George Osborne’s Autumn Statement and spending review will seek to show the chancellor delivering a comprehensive plan to balance the books by 2020.
He needs to reshape the public sector and resolve his difficulties over plans to cut tax credits.
The statement is designed to restore his dented political credibility and is likely to have the following themes:
1. The economy has grown in line with the Office for Budget Responsibility’s July forecast, so there are few reasons for the fiscal watchdog to change the broad outlook. Inflation is lower than expected, raising the prospect that the cash size of the economy will expand less than the OBR thought. But productivity growth has recovered, removing one big risk to the forecast.
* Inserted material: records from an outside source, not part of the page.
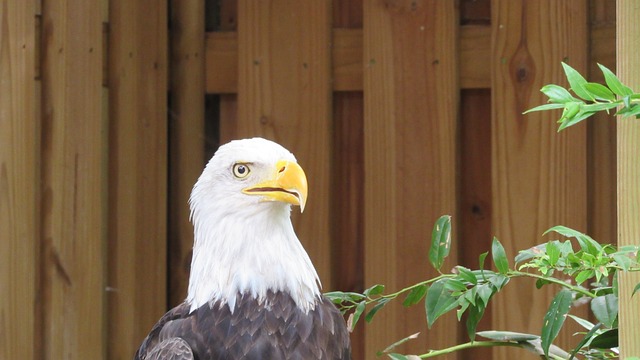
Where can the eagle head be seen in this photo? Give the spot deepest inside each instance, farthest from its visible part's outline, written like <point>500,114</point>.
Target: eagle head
<point>244,242</point>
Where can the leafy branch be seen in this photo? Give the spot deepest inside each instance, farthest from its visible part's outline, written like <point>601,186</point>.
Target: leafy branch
<point>591,97</point>
<point>588,273</point>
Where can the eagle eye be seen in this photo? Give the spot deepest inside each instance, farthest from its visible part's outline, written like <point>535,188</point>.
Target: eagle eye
<point>241,170</point>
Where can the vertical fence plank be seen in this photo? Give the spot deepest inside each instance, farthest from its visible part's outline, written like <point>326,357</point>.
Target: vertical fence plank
<point>19,182</point>
<point>474,197</point>
<point>74,187</point>
<point>284,95</point>
<point>186,129</point>
<point>348,183</point>
<point>628,43</point>
<point>410,103</point>
<point>539,176</point>
<point>138,171</point>
<point>602,128</point>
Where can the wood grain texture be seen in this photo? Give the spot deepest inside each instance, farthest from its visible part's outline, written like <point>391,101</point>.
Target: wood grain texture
<point>348,173</point>
<point>602,128</point>
<point>474,198</point>
<point>284,95</point>
<point>628,131</point>
<point>137,172</point>
<point>539,175</point>
<point>186,129</point>
<point>347,63</point>
<point>74,186</point>
<point>19,181</point>
<point>411,105</point>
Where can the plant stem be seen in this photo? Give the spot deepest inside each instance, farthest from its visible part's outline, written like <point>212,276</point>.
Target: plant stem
<point>468,345</point>
<point>553,280</point>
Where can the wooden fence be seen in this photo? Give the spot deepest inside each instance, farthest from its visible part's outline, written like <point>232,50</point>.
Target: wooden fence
<point>400,111</point>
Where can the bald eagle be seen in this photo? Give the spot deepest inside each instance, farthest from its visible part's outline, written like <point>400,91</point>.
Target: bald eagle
<point>253,291</point>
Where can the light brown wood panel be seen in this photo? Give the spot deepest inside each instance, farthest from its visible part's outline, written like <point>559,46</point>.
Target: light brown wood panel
<point>74,186</point>
<point>347,62</point>
<point>284,95</point>
<point>474,198</point>
<point>137,172</point>
<point>348,201</point>
<point>602,127</point>
<point>19,181</point>
<point>411,111</point>
<point>539,175</point>
<point>628,132</point>
<point>186,132</point>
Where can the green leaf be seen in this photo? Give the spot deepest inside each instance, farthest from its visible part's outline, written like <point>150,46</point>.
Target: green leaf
<point>606,340</point>
<point>553,251</point>
<point>395,356</point>
<point>582,322</point>
<point>481,259</point>
<point>605,308</point>
<point>587,244</point>
<point>554,318</point>
<point>614,83</point>
<point>584,275</point>
<point>599,91</point>
<point>598,107</point>
<point>467,275</point>
<point>485,292</point>
<point>585,340</point>
<point>416,294</point>
<point>499,281</point>
<point>376,289</point>
<point>506,336</point>
<point>557,94</point>
<point>499,256</point>
<point>577,82</point>
<point>542,282</point>
<point>398,343</point>
<point>440,241</point>
<point>475,315</point>
<point>356,314</point>
<point>455,285</point>
<point>438,301</point>
<point>524,255</point>
<point>544,107</point>
<point>581,115</point>
<point>381,303</point>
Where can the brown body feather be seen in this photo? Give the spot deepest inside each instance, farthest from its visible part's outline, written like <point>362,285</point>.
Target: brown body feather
<point>273,329</point>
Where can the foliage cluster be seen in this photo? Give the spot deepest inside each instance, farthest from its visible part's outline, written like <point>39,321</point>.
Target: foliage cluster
<point>582,269</point>
<point>583,273</point>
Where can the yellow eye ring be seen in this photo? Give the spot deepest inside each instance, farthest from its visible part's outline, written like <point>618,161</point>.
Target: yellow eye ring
<point>241,170</point>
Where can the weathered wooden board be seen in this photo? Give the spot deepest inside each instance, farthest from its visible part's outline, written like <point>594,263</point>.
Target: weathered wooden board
<point>539,175</point>
<point>186,136</point>
<point>411,110</point>
<point>137,172</point>
<point>19,181</point>
<point>347,63</point>
<point>74,186</point>
<point>628,131</point>
<point>284,95</point>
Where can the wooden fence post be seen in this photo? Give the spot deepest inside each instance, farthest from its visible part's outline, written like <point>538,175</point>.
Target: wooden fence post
<point>410,125</point>
<point>186,131</point>
<point>628,47</point>
<point>539,176</point>
<point>74,186</point>
<point>19,181</point>
<point>137,244</point>
<point>284,94</point>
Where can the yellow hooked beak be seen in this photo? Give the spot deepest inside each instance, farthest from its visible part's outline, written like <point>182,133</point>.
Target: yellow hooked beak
<point>287,184</point>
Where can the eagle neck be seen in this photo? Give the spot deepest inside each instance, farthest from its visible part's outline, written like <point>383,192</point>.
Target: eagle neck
<point>249,253</point>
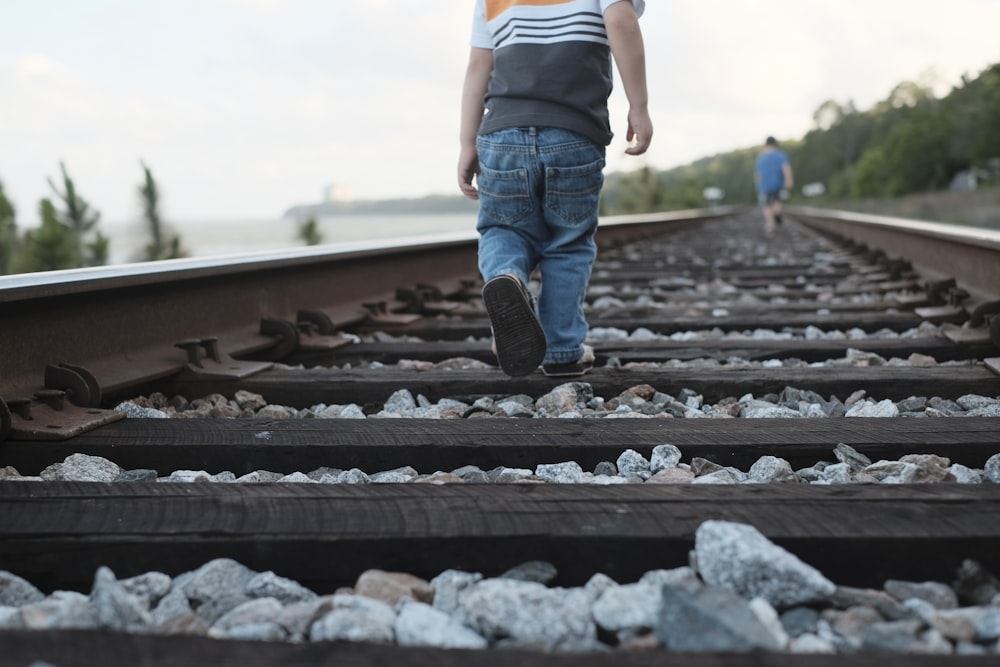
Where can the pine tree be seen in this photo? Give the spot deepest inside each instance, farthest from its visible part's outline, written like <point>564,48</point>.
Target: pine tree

2. The public finances are still likely to show the public debt burden falling from this year on and recording a surplus by 2019-20, meeting Mr Osborne’s fiscal rules, but with a smaller margin for error than the £10bn he forecast in July. Lower interest rates reduce debt interest payments, offsetting weaker tax revenues and the addition of housing associations’ borrowing and debts to the books.
3. The spending review will remove 5 per cent of day-to-day public spending in real terms from government departments. Because health, schools, defence and overseas aid — three quarters of departmental spending — have some form of protection, unprotected departments face cuts of about 27 per cent. Police, justice and local government have most to fear.